Change Data Capture (CDC) solves this by capturing every operation directly from the database transaction log:
- Inserts - New records added to the source
- Updates - Modified records with before/after values
- Deletes - Removed records that watermark ingestion would miss
CDC vs Watermark Ingestion
| Capability | Watermark | CDC |
|---|---|---|
| Captures Deletes | No | Yes |
| Requires Source Changes | Yes (watermark column) | No (just enable CDC) |
| Latency | Depends on poll interval | Near real-time |
| State Tracking | Timestamp/integer | LSN or Stream object |
Supported Databases
DataSurface provides native CDC integration for:
SQL Server CDC
Uses native CDC functions and LSN (Log Sequence Number) tracking. Changes captured via sys.fn_cdc_get_all_changes with full operation type mapping.
Snowflake Streams
Uses Snowflake Streams with SHOW_INITIAL_ROWS for automatic initial snapshots. Stream offset managed automatically by Snowflake.
How It Works
Initial Snapshot
When CDC is first enabled, DataSurface captures all existing data before switching to incremental mode. The key insight: capture the position marker before reading any data.
T1-T100: Read all existing rows (snapshot)
Changes during this time have position > T0
T101: Snapshot complete, store position
T102+: CDC mode - query changes since T0
This approach guarantees no data loss: any changes during the snapshot are captured in the subsequent CDC query, and the merge process handles any duplicates automatically.
Large Table Support
For tables too large for a single batch, DataSurface supports multi-batch snapshots with checkpoint-based resumability:
- Bounded batches - Configure maximum rows per batch (default 100M)
- Ordered reads - Uses primary key ordering for resumable snapshots
- Within-batch checkpoints - Progress saved after each chunk for crash recovery
- Cross-batch continuity - Resume point persisted across batches
Schema Evolution Protection
CDC jobs enforce model-first schema evolution with strict validation:
| Scenario | Result | Action Required |
|---|---|---|
| Source has extra columns | Blocked | Update model to include new columns |
| Model expects missing columns | Blocked | Add columns to source first |
| Exact schema match | Proceeds | None |
This prevents data corruption by ensuring schema changes are coordinated between producers and consumers.
Batch Traceability
Every committed batch stores its state in the batch_metrics table, providing a built-in audit trail:
- When did the snapshot start and complete?
- How far did each batch get before committing?
- What LSN range did each CDC batch cover?

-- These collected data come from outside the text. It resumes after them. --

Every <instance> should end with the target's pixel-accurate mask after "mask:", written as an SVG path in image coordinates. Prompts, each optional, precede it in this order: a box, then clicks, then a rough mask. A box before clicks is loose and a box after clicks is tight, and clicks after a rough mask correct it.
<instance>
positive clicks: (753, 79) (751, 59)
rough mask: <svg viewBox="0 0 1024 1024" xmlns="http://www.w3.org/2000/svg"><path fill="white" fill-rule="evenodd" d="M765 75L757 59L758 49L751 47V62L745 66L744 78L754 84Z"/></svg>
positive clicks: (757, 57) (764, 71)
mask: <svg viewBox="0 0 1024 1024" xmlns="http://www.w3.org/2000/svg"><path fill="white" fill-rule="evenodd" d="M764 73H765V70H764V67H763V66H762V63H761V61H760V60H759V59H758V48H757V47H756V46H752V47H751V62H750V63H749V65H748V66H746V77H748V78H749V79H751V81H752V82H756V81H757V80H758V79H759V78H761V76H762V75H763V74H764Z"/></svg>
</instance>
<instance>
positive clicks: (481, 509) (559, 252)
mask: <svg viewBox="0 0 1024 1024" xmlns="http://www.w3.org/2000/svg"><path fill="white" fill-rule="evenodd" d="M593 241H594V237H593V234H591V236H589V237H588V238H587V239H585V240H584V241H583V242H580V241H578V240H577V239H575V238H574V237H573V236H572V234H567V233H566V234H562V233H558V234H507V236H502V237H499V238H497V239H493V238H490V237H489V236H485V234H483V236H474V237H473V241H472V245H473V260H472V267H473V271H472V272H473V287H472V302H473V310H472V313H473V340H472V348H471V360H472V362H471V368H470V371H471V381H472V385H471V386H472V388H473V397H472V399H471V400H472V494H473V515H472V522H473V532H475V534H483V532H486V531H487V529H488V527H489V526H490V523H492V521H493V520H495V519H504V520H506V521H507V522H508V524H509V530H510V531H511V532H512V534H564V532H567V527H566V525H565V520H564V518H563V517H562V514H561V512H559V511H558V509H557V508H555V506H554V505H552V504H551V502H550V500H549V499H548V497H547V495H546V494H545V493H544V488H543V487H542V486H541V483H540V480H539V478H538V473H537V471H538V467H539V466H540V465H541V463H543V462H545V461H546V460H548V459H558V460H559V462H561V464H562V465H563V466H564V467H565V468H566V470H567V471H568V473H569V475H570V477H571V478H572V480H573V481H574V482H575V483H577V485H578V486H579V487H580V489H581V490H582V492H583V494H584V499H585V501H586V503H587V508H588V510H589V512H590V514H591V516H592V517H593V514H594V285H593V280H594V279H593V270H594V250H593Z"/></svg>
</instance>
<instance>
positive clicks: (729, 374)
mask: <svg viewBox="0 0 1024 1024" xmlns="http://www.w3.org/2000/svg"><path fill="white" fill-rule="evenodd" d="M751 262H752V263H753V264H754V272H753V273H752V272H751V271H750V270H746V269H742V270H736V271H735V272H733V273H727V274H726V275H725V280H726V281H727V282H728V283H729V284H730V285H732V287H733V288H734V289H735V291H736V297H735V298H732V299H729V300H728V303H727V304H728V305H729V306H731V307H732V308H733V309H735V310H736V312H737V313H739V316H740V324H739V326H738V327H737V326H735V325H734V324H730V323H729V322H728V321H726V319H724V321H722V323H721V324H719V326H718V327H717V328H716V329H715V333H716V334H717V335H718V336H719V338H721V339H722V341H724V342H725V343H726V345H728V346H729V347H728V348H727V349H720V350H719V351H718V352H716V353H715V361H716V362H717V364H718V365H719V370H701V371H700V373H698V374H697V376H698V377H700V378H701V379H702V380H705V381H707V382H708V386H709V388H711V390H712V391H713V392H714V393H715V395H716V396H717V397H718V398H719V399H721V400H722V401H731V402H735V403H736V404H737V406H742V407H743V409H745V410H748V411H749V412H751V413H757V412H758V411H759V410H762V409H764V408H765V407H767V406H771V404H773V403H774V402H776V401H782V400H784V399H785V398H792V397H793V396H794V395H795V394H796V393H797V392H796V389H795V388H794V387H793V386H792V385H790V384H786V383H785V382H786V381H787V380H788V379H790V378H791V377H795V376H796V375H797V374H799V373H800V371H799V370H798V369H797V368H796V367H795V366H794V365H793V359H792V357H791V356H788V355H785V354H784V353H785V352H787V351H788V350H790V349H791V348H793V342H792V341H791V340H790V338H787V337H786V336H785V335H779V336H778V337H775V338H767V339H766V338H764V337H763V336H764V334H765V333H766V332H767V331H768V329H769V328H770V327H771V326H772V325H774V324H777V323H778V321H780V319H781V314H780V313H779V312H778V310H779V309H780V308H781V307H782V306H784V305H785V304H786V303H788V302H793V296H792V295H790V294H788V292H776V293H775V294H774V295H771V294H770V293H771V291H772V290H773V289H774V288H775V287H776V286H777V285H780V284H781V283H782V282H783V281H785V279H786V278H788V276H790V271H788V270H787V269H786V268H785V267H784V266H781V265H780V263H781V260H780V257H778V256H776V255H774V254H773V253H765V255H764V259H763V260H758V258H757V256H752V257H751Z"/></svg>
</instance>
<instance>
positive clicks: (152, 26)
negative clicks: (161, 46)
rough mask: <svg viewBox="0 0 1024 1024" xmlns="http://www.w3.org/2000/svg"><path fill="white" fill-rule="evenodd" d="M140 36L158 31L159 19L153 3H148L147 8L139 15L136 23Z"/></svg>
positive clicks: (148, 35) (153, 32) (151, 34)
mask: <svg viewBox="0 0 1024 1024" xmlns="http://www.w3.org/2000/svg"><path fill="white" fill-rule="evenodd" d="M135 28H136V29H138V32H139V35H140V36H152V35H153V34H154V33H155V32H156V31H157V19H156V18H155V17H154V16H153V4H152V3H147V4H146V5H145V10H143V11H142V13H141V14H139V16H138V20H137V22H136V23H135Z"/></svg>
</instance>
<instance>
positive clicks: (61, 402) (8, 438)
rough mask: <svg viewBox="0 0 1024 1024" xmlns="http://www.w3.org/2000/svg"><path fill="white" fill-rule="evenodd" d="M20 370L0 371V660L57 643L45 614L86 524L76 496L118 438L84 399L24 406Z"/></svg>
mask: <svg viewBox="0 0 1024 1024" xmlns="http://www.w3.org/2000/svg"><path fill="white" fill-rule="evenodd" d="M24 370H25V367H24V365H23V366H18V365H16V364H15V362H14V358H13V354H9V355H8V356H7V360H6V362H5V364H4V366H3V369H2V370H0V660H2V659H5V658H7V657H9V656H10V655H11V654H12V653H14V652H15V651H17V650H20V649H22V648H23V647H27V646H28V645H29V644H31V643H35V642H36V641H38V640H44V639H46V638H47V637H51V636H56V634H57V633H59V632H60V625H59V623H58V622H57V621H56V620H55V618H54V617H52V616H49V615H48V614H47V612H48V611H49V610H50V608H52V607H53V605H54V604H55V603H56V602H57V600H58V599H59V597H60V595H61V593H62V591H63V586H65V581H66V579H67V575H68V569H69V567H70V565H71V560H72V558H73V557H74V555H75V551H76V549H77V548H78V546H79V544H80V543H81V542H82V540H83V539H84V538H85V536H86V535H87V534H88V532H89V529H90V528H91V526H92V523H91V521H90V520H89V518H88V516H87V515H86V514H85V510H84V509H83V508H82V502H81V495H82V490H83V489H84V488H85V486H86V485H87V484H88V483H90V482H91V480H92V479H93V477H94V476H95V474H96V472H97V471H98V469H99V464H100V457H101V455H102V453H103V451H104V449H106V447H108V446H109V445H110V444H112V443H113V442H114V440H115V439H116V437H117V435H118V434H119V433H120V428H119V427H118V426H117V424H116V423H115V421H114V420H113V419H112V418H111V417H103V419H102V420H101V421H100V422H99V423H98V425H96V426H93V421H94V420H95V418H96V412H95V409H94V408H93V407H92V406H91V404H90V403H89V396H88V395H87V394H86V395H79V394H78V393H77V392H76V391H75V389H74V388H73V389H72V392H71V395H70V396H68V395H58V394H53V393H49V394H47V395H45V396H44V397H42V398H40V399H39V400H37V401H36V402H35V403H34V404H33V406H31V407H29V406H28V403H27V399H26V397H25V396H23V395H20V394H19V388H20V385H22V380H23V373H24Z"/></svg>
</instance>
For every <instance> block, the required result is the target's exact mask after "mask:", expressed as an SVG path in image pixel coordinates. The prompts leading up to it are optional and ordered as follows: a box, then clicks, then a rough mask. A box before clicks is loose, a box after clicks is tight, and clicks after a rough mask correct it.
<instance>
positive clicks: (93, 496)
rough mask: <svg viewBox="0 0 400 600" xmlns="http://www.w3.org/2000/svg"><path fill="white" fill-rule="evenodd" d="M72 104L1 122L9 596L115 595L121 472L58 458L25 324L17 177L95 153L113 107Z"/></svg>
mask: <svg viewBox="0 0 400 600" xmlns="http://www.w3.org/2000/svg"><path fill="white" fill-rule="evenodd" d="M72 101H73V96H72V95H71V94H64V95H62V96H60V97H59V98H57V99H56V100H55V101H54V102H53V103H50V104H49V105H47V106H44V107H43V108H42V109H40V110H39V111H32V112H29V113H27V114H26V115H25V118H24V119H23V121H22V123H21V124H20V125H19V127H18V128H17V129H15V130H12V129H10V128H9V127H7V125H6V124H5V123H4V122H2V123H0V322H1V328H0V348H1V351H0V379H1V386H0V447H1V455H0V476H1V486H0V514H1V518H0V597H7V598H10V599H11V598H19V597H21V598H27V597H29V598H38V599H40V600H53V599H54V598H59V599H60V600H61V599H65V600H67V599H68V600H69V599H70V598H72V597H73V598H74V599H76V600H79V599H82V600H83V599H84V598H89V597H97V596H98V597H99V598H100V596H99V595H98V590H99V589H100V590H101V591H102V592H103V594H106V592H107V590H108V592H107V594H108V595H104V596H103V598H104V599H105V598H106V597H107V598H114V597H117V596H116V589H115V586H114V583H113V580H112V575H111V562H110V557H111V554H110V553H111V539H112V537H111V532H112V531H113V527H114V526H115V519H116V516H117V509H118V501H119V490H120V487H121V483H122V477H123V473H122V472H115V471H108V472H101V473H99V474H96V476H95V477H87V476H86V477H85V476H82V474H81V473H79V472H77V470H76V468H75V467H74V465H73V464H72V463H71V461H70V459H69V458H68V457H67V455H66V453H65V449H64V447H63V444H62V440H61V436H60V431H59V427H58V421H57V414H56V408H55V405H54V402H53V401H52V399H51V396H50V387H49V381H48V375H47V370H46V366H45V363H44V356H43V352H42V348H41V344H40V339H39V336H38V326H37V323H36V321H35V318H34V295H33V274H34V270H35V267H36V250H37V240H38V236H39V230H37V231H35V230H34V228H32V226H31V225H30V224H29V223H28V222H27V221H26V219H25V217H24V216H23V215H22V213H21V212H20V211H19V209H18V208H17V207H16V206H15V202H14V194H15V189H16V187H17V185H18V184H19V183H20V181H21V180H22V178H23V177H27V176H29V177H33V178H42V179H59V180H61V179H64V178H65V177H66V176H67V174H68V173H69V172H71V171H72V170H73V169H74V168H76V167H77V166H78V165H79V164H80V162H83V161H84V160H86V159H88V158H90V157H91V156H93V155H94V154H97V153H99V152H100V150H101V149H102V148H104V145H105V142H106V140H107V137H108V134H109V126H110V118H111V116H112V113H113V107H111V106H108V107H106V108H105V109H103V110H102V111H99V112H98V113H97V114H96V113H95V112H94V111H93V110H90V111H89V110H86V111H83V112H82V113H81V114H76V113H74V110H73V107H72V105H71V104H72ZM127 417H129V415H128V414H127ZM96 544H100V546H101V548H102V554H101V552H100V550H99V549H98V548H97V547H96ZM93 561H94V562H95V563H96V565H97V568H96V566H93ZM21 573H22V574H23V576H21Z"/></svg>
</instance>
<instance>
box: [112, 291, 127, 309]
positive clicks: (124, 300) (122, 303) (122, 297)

- How many records were inserted, updated, or deleted?
Configuration Example
Enable CDC ingestion with a simple configuration change:
Datastore(
"CustomerData",
capture_metadata=SQLCDCIngestion(
EnvRefDataContainer("customer_db"),
CronTrigger("Every15Min", "*/15 * * * *"),
Credential("db_reader", CredentialType.USER_PASSWORD),
IngestionConsistencyType.MULTI_DATASET
),
datasets=[...]
)